Good afternoon! I wanted to share this solution with the community.
This is an example of a watch where you need to run two searches against the same data index looking for two different strings (such as "ERROR" and "TIMEOUT"). Then in the condition you need to trigger a notification alert only if the first search returns results and the second one does not.
Scenario:
You harvest application logs for a critical business application.
Inside of these logs there are entries identifying payment processing connection occurrences, denials, approvals, as well as connection timeouts.
Each log entry is a single line.
You need to create an alert to look for the last 10 minutes of log data for timeout errors as well as missing payment approvals within the same time.
Creating an alert for timeouts is simple enough. But in this case, it is possible that there were only a few seconds where timeouts were seen and before and after the timeouts payment processing appears to be normal, hence an alert isn't needed. In this scenario you want to avoid false alerts especially if the issue seemed to have resolved itself and a full outage did not occur.
In order to build this watch, we will use the CHAIN input to run the two individual searches, then we will use a simple painless script as logic for the condition.
Here is the example:
{
"trigger": {
"schedule": {
"interval": "10m"
}
},
"input": {
"chain": {
"inputs": [
{
"first": {
"search": {
"request": {
"search_type": "query_then_fetch",
"indices": [
"your_appl_logs-*"
],
"types": [],
"body": {
"query": {
"bool": {
"must": [
{
"query_string": {
"query": "\"statusCode\\\":timeout\""
}
},
{
"range": {
"@timestamp": {
"gte": "now-10m"
}
}
}
]
}
},
"_source": [
"message"
]
}
}
}
}
},
{
"second": {
"search": {
"request": {
"search_type": "query_then_fetch",
"indices": [
"application_logs-*"
],
"types": [],
"body": {
"query": {
"bool": {
"must": [
{
"query_string": {
"query": "\"statusCode\\\":approved\""
}
},
{
"range": {
"@timestamp": {
"gte": "now-10m"
}
}
}
]
}
},
"_source": [
"message"
]
}
}
}
}
}
]
}
},
"condition": {
"script": {
"source": "return ctx.payload.first.hits.total > 0 && ctx.payload.second.hits.total == 0",
"lang": "painless"
}
},
"actions": {
"email_users": {
"email": {
"profile": "standard",
"attachments": {
"copy_of_search_results.txt": {
"data": {
"format": "json"
}
}
},
"priority": "high",
"to": [
"support@piedpiper.com"
],
"subject": "ELASTIC STACK ALERT: Payment processing issues in Application!",
"body": {
"html": "<b>--Alerts Notification Details--</b><br>This alert triggered because a total of <b>{{ctx.payload.first.hits.total}}</b> timeout logs and <b>{{ctx.payload.second.hits.total}}</b> payment approvals were found in the application within the last ten minutes!<br><br><b>ALERT NAME:</b> {{ctx.watch_id}}<br><b>Link to Kibana Dashboard:</b> https://your.secure.link.here"
}
}
}
},
"throttle_period": "1h"
}
As you can see this is a very simple rule to achieve a better alert. The concepts should be easy to understand as well.
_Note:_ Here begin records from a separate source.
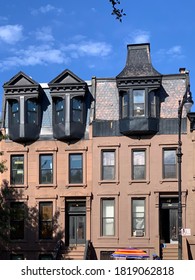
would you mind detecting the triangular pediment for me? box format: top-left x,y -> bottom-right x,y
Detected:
4,71 -> 39,88
49,69 -> 85,86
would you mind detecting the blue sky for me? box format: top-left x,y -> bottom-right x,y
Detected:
0,0 -> 195,109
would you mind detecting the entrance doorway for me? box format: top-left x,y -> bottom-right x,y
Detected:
65,200 -> 86,246
160,198 -> 178,244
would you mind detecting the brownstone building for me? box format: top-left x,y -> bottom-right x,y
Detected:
0,43 -> 195,260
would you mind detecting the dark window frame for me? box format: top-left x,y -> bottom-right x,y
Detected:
10,202 -> 25,240
132,149 -> 146,180
9,99 -> 19,125
72,97 -> 83,123
10,155 -> 24,185
26,98 -> 38,124
39,202 -> 53,240
69,153 -> 83,184
54,97 -> 65,124
101,150 -> 116,181
163,149 -> 177,179
39,154 -> 53,184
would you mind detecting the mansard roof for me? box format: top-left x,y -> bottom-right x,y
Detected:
117,43 -> 161,78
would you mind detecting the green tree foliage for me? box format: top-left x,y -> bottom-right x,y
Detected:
109,0 -> 126,22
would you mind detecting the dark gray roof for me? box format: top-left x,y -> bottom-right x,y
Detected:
117,43 -> 161,78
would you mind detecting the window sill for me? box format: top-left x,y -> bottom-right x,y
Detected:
160,179 -> 178,184
98,236 -> 119,241
9,184 -> 28,189
65,183 -> 87,188
98,180 -> 119,185
129,180 -> 150,185
36,184 -> 57,189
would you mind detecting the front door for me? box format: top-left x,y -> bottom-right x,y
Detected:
66,201 -> 86,246
160,198 -> 178,243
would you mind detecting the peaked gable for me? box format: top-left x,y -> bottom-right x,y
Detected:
48,69 -> 87,96
3,71 -> 40,96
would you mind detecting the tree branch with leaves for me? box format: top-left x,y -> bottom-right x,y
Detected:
109,0 -> 126,22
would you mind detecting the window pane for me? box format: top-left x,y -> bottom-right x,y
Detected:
102,151 -> 115,180
163,150 -> 176,178
27,99 -> 37,124
69,154 -> 83,184
11,155 -> 24,185
10,202 -> 25,240
133,89 -> 145,116
10,100 -> 19,124
39,155 -> 53,184
132,151 -> 146,180
149,91 -> 156,117
121,93 -> 128,118
102,199 -> 115,236
72,98 -> 83,122
132,199 -> 145,235
55,98 -> 64,124
39,202 -> 53,239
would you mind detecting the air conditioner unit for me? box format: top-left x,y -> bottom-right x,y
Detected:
135,230 -> 144,237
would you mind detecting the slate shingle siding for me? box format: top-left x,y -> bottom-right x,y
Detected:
95,75 -> 187,121
95,79 -> 119,120
161,76 -> 186,118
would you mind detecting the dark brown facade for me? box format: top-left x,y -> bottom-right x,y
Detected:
0,43 -> 195,260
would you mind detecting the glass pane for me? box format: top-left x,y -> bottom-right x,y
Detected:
133,151 -> 145,165
70,154 -> 82,168
164,150 -> 176,164
122,93 -> 128,118
102,218 -> 114,236
103,200 -> 114,217
102,166 -> 115,180
10,203 -> 24,240
27,99 -> 37,112
40,155 -> 53,184
11,100 -> 19,124
133,89 -> 145,116
72,98 -> 83,122
39,202 -> 53,239
11,155 -> 24,185
133,166 -> 145,180
103,151 -> 115,166
133,199 -> 144,212
163,150 -> 176,178
55,98 -> 64,124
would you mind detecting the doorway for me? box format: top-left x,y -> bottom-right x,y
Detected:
66,200 -> 86,246
160,198 -> 178,244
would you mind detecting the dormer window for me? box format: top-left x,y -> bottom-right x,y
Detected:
116,43 -> 162,135
54,97 -> 64,124
49,69 -> 88,140
133,89 -> 145,117
27,99 -> 38,124
3,71 -> 41,142
72,97 -> 83,123
10,100 -> 19,124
So how else could this alert example be adapted?
One way to adapt this could have to do with needing to alert based on a specfic level of errors in different indices.
Let's say that there is an error type in an application 'A' log, then another error type in application 'B' that correlates to first error found in application 'A'. And each application log has it's own data index. You could adapt this example to search each individual index for the correlation then alert based on the condition for each result!
I hope this helps others in the community. Happy New Year!
- Joey D